First, I have receiving nurses who say, "I've read the SBAR" and don't want to hear anything else. This throws me for a loop because I have to remember if everything has been charted (yes, in an ideal world, I finish charting before I bring you the patient, but neither of us works in an ideal world, and can I just tell you WHY I gave this med and how the patient responded to it in case you want to give some more?).

Then there are receiving nurses who do ask 8 zillion questions, God love them, and ask me to repeat everything two or three times. Meanwhile, my other patient is downstairs being watched by an antsy coworker and I'm going to get reamed for giving long report. No real strategy to speed the plow for these folks. Luckily my colleagues know who they are and will usually forgive me.

Finally, there are my dear sisters and brothers in the ICU, who ask me the most amazing questions that I have NO IDEA of the answer when I bring them patients. Talk about feeling like I haven't spent the past 1-2 hours with this patient! But it's nothing like spending 12 hours with the patient, and I have learned to go through the chart in a little more detail on my ICU pts so I can help their receiving nurses get on track quickly. (Plus I know they're going to read the entire chart anyway!) I've also learned not to take it personally when they drill down on stuff they think I should know; if we spent that kind of time learning every nuance of the patient, they would never leave the pacu! ;)

Generally it works out fine; the vast majority of my receiving nurses fall between these extreme examples. I use my own little cheat sheet to stay organized and will look up other things they need on the fly. I'll tell them what fluids are up and whether they are on "their" tubing/pump or still on plain tubing. I don't mention the IV site unless there is a problem; if there is an issue with how it was documented when I got the pt, I've fixed the EMR by the time they get him/her. If you ask, I'll tell you. I'll also tell you if I'm not done charting. I won't guess, but I reserve the right to say, "I have no idea," and move on with my report.

When we get preop patients from the floor or from the ED, we use a report sheet to get all the essentials (this is much less detailed than what a floor nurse needs when getting report, but it is a good place to start). I do not want to just read the EMR because not everyone charts to the same level of detail, and again, I know the charting may lag. I'd rather have a 2 minute conversation and be sure I know what I'm going to find when I walk into the preop bay!

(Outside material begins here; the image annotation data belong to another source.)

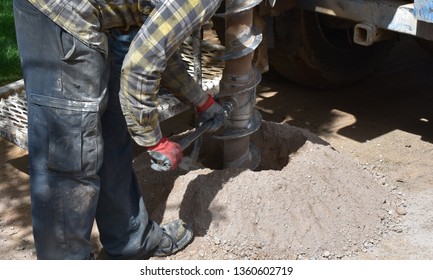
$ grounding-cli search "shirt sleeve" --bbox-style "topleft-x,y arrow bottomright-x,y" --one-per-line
119,0 -> 222,147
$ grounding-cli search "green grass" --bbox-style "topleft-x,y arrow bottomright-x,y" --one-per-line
0,0 -> 22,86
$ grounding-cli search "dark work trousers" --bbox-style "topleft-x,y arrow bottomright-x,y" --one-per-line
14,0 -> 162,259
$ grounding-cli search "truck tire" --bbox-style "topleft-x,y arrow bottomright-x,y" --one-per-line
269,9 -> 394,90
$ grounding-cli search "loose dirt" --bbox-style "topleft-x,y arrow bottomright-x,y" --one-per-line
0,34 -> 433,259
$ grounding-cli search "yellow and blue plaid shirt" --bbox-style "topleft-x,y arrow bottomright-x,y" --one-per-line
29,0 -> 222,146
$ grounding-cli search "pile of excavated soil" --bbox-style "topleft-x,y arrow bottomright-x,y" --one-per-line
134,121 -> 396,260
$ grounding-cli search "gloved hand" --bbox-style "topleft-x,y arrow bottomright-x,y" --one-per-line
195,95 -> 226,133
147,137 -> 183,171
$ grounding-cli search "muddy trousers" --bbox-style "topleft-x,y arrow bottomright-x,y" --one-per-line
14,0 -> 162,259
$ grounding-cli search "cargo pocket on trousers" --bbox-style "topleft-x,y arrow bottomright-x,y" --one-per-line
29,94 -> 102,175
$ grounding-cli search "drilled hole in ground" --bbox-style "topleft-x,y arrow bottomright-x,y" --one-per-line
192,122 -> 307,171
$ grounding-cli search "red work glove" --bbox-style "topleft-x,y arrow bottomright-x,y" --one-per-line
195,95 -> 226,132
147,137 -> 183,171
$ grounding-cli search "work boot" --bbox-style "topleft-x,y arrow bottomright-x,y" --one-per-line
152,220 -> 193,257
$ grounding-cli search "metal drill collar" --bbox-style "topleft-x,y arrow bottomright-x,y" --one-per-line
218,26 -> 263,61
215,0 -> 262,17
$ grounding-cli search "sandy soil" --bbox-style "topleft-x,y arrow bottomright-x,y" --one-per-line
0,35 -> 433,259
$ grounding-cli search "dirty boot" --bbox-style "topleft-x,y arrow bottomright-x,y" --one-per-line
152,220 -> 193,257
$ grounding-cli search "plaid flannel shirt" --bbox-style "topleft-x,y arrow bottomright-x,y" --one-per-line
29,0 -> 222,146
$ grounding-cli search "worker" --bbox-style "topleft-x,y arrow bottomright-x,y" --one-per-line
14,0 -> 224,259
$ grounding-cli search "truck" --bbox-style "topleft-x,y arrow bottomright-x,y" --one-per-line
0,0 -> 433,153
248,0 -> 433,89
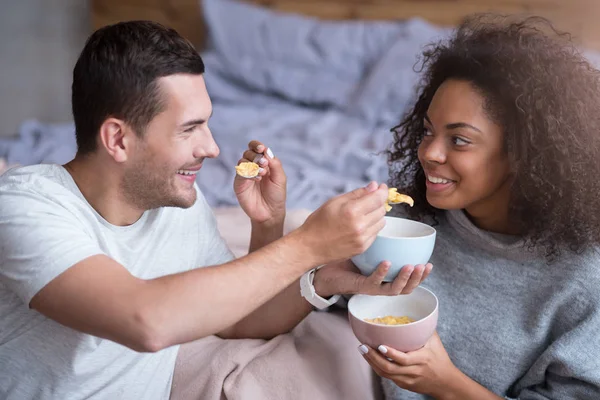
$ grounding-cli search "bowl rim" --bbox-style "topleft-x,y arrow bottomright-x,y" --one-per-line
377,215 -> 437,240
348,285 -> 440,328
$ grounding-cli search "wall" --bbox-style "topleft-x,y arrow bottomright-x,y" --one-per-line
0,0 -> 91,136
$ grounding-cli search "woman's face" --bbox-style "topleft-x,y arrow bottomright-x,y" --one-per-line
419,80 -> 510,217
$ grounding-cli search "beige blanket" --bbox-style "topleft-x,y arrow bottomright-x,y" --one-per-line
166,208 -> 381,400
171,312 -> 381,400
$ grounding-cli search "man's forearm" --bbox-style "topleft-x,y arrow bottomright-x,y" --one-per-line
137,231 -> 318,349
219,280 -> 312,339
249,215 -> 285,253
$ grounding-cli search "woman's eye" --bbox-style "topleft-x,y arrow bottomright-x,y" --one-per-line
452,136 -> 469,146
183,125 -> 197,133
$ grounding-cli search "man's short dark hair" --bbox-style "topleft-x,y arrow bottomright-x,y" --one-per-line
71,21 -> 204,154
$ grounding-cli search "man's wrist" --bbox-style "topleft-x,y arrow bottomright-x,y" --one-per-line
251,212 -> 285,231
313,269 -> 337,298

One last pet peeve: when anesthesia gives report to me, some of them list off the meds they think I should care about and omit the others. I do read their paper record anyway, but if you had to give vasopressors in the OR, please tell me and let me work out whether it's important to my care or not. If I have to read the paper record to get the full story, then a) please work on your penmanship, and b) don't bother telling me any of the meds. I tell the floor nurses every drug the patient got in the OR and in PACU and let them write down what they want.

(Good grief, that got a lot longer than I anticipated. Sorry; hope some of it helps!)